= Golden hello =

Term used in accounting and contractual law

In accounting and contractual law, "golden hello" is a term used for several different arrangements. Examples include a payment made to induce an employee to take up employment from a specific employer in form of a welcome package or a payment from a rival employer to entice the employee to leave the other company. A government may also pay an employer (private company) during an economic recession to take on new staff, usually superfluously, when job openings in general are scarce. In the United Kingdom, it can additionally refer to a financial incentive for graduates in science, technology, engineering, and mathematics (STEM) who are pursuing a career in teaching.

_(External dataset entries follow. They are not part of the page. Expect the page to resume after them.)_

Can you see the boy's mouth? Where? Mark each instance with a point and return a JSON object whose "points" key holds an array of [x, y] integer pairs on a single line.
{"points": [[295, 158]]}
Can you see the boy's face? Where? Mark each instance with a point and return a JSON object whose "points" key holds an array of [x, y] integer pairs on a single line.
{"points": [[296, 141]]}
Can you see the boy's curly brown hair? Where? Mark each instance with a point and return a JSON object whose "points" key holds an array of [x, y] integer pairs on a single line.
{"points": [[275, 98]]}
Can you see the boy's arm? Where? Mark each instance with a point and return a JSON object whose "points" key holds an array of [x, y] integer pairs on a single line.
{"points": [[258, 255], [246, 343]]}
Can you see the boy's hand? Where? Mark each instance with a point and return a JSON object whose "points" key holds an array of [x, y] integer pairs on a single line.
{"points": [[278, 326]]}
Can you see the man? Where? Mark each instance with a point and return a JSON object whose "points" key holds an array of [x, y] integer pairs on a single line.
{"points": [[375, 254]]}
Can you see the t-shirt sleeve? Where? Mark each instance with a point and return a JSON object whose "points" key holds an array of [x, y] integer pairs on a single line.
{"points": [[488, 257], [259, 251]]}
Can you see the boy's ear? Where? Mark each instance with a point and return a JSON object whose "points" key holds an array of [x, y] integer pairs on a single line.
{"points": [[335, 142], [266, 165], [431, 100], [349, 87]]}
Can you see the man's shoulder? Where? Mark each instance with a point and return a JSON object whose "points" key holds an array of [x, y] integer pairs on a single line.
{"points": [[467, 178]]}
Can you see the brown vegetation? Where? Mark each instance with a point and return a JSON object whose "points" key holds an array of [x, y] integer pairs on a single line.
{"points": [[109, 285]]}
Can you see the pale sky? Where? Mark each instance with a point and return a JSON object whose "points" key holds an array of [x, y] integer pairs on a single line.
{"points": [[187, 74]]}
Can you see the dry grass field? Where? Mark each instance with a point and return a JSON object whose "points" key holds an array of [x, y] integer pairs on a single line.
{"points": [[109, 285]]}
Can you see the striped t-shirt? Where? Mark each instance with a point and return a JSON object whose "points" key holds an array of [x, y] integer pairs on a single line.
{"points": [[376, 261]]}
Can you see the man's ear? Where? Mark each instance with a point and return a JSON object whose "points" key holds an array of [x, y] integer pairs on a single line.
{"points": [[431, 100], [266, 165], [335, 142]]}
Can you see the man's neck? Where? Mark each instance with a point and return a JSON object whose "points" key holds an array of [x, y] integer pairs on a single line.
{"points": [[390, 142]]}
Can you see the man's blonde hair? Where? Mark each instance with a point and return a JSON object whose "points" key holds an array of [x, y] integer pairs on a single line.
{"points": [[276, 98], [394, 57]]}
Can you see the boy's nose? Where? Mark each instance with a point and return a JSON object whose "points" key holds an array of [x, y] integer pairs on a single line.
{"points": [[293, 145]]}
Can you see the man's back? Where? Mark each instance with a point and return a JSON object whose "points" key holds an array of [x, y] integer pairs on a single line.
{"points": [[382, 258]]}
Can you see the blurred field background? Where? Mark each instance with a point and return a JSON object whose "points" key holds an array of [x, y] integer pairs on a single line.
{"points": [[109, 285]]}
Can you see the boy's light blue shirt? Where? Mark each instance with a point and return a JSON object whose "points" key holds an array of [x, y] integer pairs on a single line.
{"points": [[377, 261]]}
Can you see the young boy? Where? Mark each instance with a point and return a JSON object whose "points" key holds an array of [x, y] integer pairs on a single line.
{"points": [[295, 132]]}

== Risks and advantages ==

=== If the employee is worth the money ===
A hiring company may spend millions of dollars for a golden hello package, hoping the poached executive generates more benefits for them than the cost of bonuses. After the 2008 financial crisis, such compensation methods have become controversial.

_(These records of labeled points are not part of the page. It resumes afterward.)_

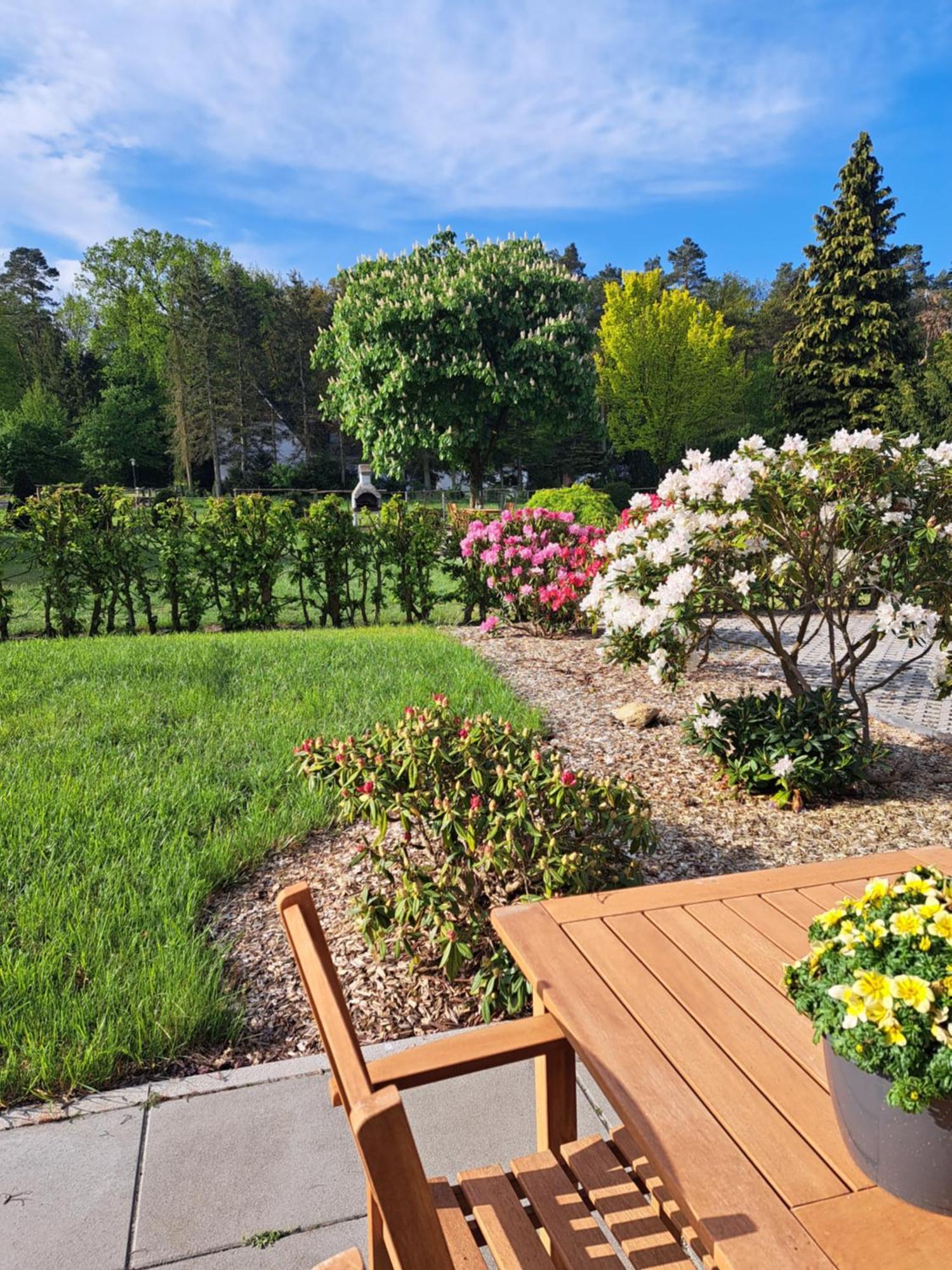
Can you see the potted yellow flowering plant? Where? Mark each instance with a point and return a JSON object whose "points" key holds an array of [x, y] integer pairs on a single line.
{"points": [[878, 986]]}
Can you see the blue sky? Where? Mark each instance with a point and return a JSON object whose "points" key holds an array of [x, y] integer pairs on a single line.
{"points": [[304, 135]]}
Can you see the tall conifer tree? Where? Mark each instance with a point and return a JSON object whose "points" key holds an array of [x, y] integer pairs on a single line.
{"points": [[838, 365]]}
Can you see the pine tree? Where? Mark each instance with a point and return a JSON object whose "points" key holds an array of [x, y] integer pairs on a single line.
{"points": [[838, 365], [689, 271]]}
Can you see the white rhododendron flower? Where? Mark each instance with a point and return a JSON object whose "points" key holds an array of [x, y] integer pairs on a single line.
{"points": [[840, 543], [795, 445]]}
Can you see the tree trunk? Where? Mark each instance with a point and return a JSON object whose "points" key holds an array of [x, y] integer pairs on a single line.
{"points": [[213, 427], [475, 478]]}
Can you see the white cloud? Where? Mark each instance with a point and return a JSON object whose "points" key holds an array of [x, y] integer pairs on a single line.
{"points": [[342, 110]]}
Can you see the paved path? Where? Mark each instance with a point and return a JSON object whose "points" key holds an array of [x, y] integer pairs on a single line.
{"points": [[186, 1173], [909, 702]]}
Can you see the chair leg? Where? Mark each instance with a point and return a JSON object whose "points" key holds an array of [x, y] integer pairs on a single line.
{"points": [[378, 1254], [557, 1120]]}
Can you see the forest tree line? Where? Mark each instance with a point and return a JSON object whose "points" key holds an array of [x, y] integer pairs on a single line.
{"points": [[171, 352]]}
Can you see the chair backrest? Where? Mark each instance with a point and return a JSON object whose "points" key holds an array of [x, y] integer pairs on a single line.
{"points": [[393, 1165], [321, 980], [378, 1121]]}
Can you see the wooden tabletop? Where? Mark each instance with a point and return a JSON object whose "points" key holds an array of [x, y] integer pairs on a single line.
{"points": [[672, 996]]}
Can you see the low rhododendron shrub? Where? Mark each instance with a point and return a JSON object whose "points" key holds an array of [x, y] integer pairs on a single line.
{"points": [[795, 750], [587, 505], [841, 544], [486, 815], [878, 984], [538, 565]]}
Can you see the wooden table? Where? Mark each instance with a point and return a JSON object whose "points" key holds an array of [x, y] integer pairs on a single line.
{"points": [[672, 998]]}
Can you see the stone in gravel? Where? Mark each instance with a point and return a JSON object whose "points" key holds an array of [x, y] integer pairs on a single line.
{"points": [[637, 714]]}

=== If the payment rate is right ===
It's difficult to make the payment rate be an incentive for employees. Generally, employees who are senior-level receive higher golden hellos than entry-level or mid-level employees, considering the skills, experience and talent for specific positions.

=== Attracting talented recruitment ===
In a study by Aerotek and the Human Capital Institute, 46% of professionals (570) at companies said that the best way to attract senior-level employees is bonuses. Employers can offer a one-time signing bonus or promise a specific timeline for raises to salaries.

=== Building trust between employee and new hire ===
Golden Hello build the foundation for a positive relationship between an employer and a new employee. The study indicated that trust is built between employers and new hire when employers offer signing bonuses. This is also incentive for new employers to work harder.

== Golden hello for academies ==
In the UK, a golden hello is financial incentive, not for executives, but for attracting graduates in STEM (science, technology, engineering and maths) into teaching in a maintained secondary school.

The scholarships, funded by Department of Education, were introduced in 2011 and are offering £30,000 for graduates with a good degree in physics, chemistry, computing or maths in 2016/17.

According to the document of National College for Teaching and Leadership, golden hello is only available to teachers "who trained through a postgraduate initial teacher training (ITT) course leading to qualified teacher status (QTS)". Teachers must meet the training, teaching and application criteria, in order to be eligible for golden hello payment.

== Golden hello for high-ranking executives ==
In the United States, golden hellos are typically offered to high-ranking executives by major corporations and may be valued in the millions of dollars. They are said to have become "larger and more common" starting around the mid-1990s.